As noted, there is a strong recognition that customer service is especially important in the branded experience. Service is one of the few times that companies will directly interact with their customers. This interaction helps the company understand customers’ needs while, at the same time, shaping customers’ overall perception of the company and influencing both downstream communication and future purchase.

And, branding the customer experience requires that the brand’s image, its personality if you will, is sustained and reinforced in communications and in every point of contact. Advanced companies map and plan this out, recognizing that experiences are actually a form of branding architecture, brought to life through excellent engineering. Companies need to focus on the touchpoints which are most influential.

Also, how much influence do your employees have on customer value perceptions and loyalty behavior through their day-to-day interactions? All employees, whether they are customer-facing or not, are the key common denominator in delivering optimized branded customer experiences. Making the experience for customers positive and attractive at each point where the company interacts with them requires an in-depth understanding of both customer needs and what the company currently does to achieve that goal, particularly through the employees.

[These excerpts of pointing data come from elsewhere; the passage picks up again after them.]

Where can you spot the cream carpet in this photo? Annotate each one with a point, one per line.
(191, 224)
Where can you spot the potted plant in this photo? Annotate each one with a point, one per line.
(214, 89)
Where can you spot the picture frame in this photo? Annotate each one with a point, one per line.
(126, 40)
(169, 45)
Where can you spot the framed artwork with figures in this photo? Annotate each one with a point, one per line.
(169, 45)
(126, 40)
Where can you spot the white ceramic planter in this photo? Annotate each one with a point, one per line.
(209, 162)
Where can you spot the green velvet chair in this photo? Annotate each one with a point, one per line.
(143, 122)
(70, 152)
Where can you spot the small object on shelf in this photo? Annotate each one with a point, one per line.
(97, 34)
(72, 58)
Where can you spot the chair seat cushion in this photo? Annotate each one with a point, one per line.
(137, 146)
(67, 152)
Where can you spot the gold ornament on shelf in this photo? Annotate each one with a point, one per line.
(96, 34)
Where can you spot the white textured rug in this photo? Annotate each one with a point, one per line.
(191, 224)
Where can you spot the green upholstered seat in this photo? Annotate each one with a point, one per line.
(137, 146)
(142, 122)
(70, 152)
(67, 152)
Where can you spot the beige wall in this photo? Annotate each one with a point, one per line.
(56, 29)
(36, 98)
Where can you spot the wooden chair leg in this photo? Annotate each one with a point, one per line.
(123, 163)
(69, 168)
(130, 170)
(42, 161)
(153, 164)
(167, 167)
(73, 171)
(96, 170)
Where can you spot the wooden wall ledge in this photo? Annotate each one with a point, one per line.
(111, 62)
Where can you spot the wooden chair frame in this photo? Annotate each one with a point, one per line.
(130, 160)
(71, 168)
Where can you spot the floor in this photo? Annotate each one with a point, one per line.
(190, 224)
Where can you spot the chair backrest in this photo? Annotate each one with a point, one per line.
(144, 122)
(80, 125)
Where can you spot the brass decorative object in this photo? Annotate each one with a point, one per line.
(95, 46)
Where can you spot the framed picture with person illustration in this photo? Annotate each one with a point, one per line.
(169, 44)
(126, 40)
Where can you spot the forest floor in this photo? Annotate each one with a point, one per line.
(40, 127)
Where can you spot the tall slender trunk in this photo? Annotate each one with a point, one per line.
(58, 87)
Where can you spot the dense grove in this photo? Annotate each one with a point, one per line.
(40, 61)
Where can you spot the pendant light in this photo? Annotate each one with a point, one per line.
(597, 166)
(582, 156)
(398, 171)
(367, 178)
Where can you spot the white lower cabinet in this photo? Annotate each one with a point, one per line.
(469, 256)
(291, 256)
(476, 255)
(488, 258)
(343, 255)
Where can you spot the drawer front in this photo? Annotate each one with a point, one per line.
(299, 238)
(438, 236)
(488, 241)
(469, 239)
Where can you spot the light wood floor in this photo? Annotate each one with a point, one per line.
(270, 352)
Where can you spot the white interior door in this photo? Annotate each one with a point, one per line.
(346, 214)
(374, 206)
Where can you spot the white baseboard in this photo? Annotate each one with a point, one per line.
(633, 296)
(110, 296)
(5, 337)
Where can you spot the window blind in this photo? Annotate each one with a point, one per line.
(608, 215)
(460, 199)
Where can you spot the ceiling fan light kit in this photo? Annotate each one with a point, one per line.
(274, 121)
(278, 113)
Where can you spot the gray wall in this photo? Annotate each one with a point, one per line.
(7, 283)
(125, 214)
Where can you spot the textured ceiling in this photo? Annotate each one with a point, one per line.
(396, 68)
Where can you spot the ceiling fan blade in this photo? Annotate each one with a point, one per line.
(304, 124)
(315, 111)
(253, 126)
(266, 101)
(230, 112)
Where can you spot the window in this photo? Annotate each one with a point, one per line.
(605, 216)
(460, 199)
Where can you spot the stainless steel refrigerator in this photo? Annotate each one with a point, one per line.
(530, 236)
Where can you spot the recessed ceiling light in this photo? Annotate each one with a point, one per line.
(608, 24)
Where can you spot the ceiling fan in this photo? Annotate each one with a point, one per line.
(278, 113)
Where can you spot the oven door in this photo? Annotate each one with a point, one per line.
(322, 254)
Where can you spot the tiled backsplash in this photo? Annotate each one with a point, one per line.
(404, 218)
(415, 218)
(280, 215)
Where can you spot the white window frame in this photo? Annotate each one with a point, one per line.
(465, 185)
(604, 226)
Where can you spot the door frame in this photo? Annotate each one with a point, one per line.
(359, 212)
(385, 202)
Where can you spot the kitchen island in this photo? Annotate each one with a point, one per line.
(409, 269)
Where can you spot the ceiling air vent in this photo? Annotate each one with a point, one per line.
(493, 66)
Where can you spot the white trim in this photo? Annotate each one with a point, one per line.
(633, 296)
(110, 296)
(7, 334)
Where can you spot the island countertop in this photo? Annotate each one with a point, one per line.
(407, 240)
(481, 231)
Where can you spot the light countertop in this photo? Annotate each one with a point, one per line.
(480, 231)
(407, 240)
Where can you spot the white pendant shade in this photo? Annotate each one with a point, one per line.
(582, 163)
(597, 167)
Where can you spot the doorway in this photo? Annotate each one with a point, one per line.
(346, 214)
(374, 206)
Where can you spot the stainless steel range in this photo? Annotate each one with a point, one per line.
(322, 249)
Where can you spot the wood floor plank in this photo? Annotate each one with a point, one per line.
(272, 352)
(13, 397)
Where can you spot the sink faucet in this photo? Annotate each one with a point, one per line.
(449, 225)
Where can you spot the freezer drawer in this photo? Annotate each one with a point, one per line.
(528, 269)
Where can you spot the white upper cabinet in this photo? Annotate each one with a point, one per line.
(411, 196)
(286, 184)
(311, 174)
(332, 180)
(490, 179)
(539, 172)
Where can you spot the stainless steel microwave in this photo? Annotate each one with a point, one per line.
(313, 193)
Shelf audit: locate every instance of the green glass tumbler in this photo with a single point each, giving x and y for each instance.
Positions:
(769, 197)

That means companies must fully comprehend, and leverage, the impact employees have on customer behavior.

So, is your company “human”? Does it understand customers and their individual journeys? Are customer experiences “human” and branded? Is communication, and are marketing efforts, micro-segmented and even personalized? Does the company create emotional, trust-based connections and relationships with customers? If the answer to these questions is “YES,” then “being human” becomes a reality, the value of which has been recognized for some time, and not merely as a buzz-concept.